But enough of this. We shall mention only the one further fact that some years later, when Knecht was already a highly respected personage in Waldzell and invited Elder Brother to give a course there, he received no answer.
Afterward Joseph Knecht described the months he lived in the Bamboo Grove as an unusually happy time. He also frequently referred to it as the “beginning of my awakening” — and in fact from that period on the image of “awakening” turns up more and more often in his remarks, with a meaning similar to although not quite the same as that he had formerly attributed to the image of vocation. It could be assumed that the “awakening” signified knowledge of himself and of the place he occupied within the Castalian and the general human order of things; but it seems to us that the accent increasingly shifts toward self-knowledge in the sense that from the “beginning of his awakening” Knecht came closer and closer to a sense of his special, unique position and destiny, while at the same time, the concepts and categories of the traditional hierarchy of the world and of the special Castalian hierarchy became for him more and more relative matters.
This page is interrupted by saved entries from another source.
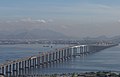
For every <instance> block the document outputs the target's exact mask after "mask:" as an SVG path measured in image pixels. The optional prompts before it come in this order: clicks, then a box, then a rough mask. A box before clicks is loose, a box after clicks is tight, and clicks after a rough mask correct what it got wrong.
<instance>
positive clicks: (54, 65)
mask: <svg viewBox="0 0 120 77" xmlns="http://www.w3.org/2000/svg"><path fill="white" fill-rule="evenodd" d="M67 46H68V45H59V44H15V45H0V64H2V63H4V62H6V61H8V60H15V59H19V58H24V57H26V56H32V55H36V54H38V53H40V52H47V51H54V50H55V49H59V48H63V47H67ZM94 71H113V72H120V45H119V46H116V47H111V48H108V49H105V50H102V51H99V52H96V53H91V54H85V55H81V56H76V57H73V58H71V59H69V60H67V61H63V62H60V63H54V64H51V65H50V66H48V67H40V68H34V69H31V71H29V72H28V74H55V73H57V74H61V73H73V72H78V73H80V72H81V73H82V72H94Z"/></svg>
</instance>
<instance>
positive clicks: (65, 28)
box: [0, 0, 120, 37]
mask: <svg viewBox="0 0 120 77" xmlns="http://www.w3.org/2000/svg"><path fill="white" fill-rule="evenodd" d="M18 29H21V30H22V29H50V30H54V31H57V32H60V33H63V34H65V35H68V36H73V37H87V36H91V37H96V36H102V35H106V36H110V37H112V36H116V35H119V33H120V31H119V29H120V0H0V31H11V30H18Z"/></svg>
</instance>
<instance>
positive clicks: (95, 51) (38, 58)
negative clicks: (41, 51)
mask: <svg viewBox="0 0 120 77" xmlns="http://www.w3.org/2000/svg"><path fill="white" fill-rule="evenodd" d="M116 45H118V44H92V45H76V46H70V47H66V48H62V49H56V50H55V51H52V52H43V53H39V54H38V55H34V56H29V57H26V58H21V59H17V60H14V61H8V62H6V63H3V64H1V65H0V73H1V74H3V75H6V76H7V77H10V76H17V75H22V72H23V71H26V70H29V69H30V68H34V67H44V66H47V65H49V64H52V63H55V62H56V63H57V62H61V61H65V60H67V59H70V58H71V57H72V56H80V55H81V54H86V53H93V52H98V51H101V50H103V49H106V48H110V47H113V46H116Z"/></svg>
His Chinese studies were far from concluded during his stay in the Bamboo Grove. They continued, and Knecht made particular efforts to acquire a knowledge of ancient Chinese music. Everywhere in the older Chinese writers he encountered praise of music as one of the primal sources of all order, morality, beauty, and health. This broad, ethical view of music was familiar to him from of old, for the Music Master could be regarded as the very embodiment of it
Without ever forsaking the fundamental plan of his studies, which as we have seen he outlined in his letter to Fritz Tegularius, he pushed forward energetically on a broad front wherever he scented an element of essential value to himself, that is to say, wherever the path of “awakening,” on which he had already set out, seemed to lead him. One of the positive results of his period of apprenticeship with Elder Brother was that he overcame his resistance against returning to Waldzell. Henceforth he participated in one of the advanced courses there every year, and without quite realizing how it had happened he became a personage regarded with interest and esteem in the Vicus Lusorum. He belonged to that central and most sensitive organ of the entire Game organization, that anonymous group of players of proven worth in whose hands lay the destinies of the Game at any given time, or at least the type of play that happened to be in fashion.
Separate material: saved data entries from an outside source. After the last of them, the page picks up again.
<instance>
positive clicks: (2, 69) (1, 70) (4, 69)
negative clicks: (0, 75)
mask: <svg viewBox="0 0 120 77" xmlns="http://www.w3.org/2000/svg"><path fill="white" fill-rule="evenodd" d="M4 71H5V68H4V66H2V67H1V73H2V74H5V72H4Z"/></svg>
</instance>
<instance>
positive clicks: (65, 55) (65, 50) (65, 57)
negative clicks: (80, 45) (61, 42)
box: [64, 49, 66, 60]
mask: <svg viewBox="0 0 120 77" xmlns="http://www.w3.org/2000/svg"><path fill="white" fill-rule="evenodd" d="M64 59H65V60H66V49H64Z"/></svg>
Officials of the Game institutes belonged to but did not dominate this group, which usually met in several remote, quiet rooms of the Game Archives. There the members beguiled their time with critical studies of the Game, championing the inclusion of new subject areas, or arguing for their exclusion, debating for or against certain constantly shifting tastes in regard to the form, the procedures, the sporting aspects of the Glass Bead Game. Everyone who had made a place for himself in this group was a virtuoso of the Game; each knew to a hair the talents and peculiarities of all the others. The atmosphere was like that in the corridors of a government ministry or an aristocratic club where the rulers and those who will take over their responsibilities in the near future meet and get to know one another. A muted, polished tone prevailed in this group. Its members were ambitious without showing it, keen-eyed and critical to excess. Many in Castalia, and some in the rest of the country outside the Province, regarded this elite as the ultimate flower of Castalian tradition, the cream of an exclusive intellectual aristocracy, and a good many youths dreamed for years of some day belonging to it themselves. To others, however, this elect circle of candidates for the higher reaches in the hierarchy of the Glass Bead Game seemed odious and debased, a clique of haughty idlers, brilliant but spoiled geniuses who lacked all feeling for life and reality, an arrogant and fundamentally parasitic company of dandies and climbers who had made a silly game, a sterile self-indulgence of the mind, their vocation and the content of their life.